Torahby Andrea Simantov July 31, 2012
By A. Simantov
“Before one finds God, he must first lose himself.” (Baal Shem Tov)
A question to ask yourself: Is your belief in God based on faith or is it based on logic?
In discussing the commandment of “honor thy father and thy mother,” the Gemara states the following: “When the nations of the world heard the first two commandments, commanding that there were to be no other gods before the Almighty, they were repelled by what they saw as God’s concern with His own honor; but when they heard the commandment of honoring one’s parents, they reconsidered and accepted the first commandments as well.”
What insight did they gain from hearing the fifth commandment, making them change their thinking and accept the first two commandments?
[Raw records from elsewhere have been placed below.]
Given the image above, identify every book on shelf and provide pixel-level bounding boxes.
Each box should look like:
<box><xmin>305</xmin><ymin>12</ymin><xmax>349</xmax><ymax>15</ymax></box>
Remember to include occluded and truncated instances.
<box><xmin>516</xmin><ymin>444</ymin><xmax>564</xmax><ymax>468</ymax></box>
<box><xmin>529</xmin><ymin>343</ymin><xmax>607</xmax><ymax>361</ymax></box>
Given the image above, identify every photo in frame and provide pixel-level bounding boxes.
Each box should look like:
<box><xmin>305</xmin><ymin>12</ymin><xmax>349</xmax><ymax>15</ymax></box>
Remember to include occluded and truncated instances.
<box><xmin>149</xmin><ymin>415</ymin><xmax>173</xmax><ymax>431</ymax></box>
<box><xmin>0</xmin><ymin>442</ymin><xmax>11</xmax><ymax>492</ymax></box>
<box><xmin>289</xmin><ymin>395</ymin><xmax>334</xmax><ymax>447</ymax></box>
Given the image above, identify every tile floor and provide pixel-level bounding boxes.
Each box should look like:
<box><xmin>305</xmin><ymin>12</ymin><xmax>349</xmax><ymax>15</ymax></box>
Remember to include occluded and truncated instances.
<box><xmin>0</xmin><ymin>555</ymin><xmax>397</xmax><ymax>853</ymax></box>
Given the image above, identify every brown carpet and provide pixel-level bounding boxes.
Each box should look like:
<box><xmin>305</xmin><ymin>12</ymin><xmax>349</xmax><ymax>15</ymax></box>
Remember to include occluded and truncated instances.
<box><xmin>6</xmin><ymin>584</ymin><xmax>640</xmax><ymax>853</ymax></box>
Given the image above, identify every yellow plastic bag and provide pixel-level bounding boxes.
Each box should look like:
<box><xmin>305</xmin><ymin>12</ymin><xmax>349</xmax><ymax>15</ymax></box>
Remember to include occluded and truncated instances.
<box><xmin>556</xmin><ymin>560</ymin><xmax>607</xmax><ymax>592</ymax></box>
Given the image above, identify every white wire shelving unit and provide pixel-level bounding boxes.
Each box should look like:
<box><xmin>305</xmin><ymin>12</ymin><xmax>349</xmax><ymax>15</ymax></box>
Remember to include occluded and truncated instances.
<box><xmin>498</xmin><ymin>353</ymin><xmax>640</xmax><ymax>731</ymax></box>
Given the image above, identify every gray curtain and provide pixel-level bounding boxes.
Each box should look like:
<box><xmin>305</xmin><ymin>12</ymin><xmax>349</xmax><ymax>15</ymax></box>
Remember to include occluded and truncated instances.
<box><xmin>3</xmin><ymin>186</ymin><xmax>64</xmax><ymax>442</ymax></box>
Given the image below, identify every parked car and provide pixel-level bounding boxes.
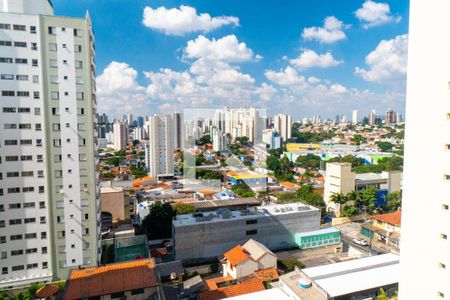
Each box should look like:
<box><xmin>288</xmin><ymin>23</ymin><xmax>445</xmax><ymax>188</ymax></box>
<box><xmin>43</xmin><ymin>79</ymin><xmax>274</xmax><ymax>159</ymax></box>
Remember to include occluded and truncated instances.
<box><xmin>353</xmin><ymin>239</ymin><xmax>369</xmax><ymax>246</ymax></box>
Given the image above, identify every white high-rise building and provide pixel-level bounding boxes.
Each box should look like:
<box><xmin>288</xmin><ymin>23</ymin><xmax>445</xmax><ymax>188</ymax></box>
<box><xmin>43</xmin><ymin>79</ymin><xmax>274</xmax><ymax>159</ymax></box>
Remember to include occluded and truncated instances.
<box><xmin>352</xmin><ymin>109</ymin><xmax>358</xmax><ymax>124</ymax></box>
<box><xmin>399</xmin><ymin>0</ymin><xmax>450</xmax><ymax>299</ymax></box>
<box><xmin>273</xmin><ymin>114</ymin><xmax>292</xmax><ymax>142</ymax></box>
<box><xmin>0</xmin><ymin>0</ymin><xmax>101</xmax><ymax>289</ymax></box>
<box><xmin>113</xmin><ymin>121</ymin><xmax>128</xmax><ymax>150</ymax></box>
<box><xmin>145</xmin><ymin>115</ymin><xmax>174</xmax><ymax>178</ymax></box>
Because, in truth, after looking carefully at their original reasoning, we might deduce that their argument about God’s honor actually has some logic!
It was the commandment to honor their parents that persuaded the nations of the world to accept the first two commandments as opposed to Bnai Yisroel, who accepted each individual command on its own merit. What is the implication of this difference in attitude? What does honoring parents signify?
The attitude of many is that it is critical to honor a parent because it is rational, rather that God’s commandment. Observing a moral code is a guarantee of one’s own security and self preservation; we ‘do unto others as we would have done unto us.’ The rational, humanistic practice of honoring one’s own parents is a kind of insurance policy, and many are prepared to pay this against old age; consequently, from respecting parents, it is an easy jump to accept religion. Most faith-based teaching shares that God is the third partner in the creation of man. The nations subsequently and naturally honor God by appreciating the benefits to both Himself and society.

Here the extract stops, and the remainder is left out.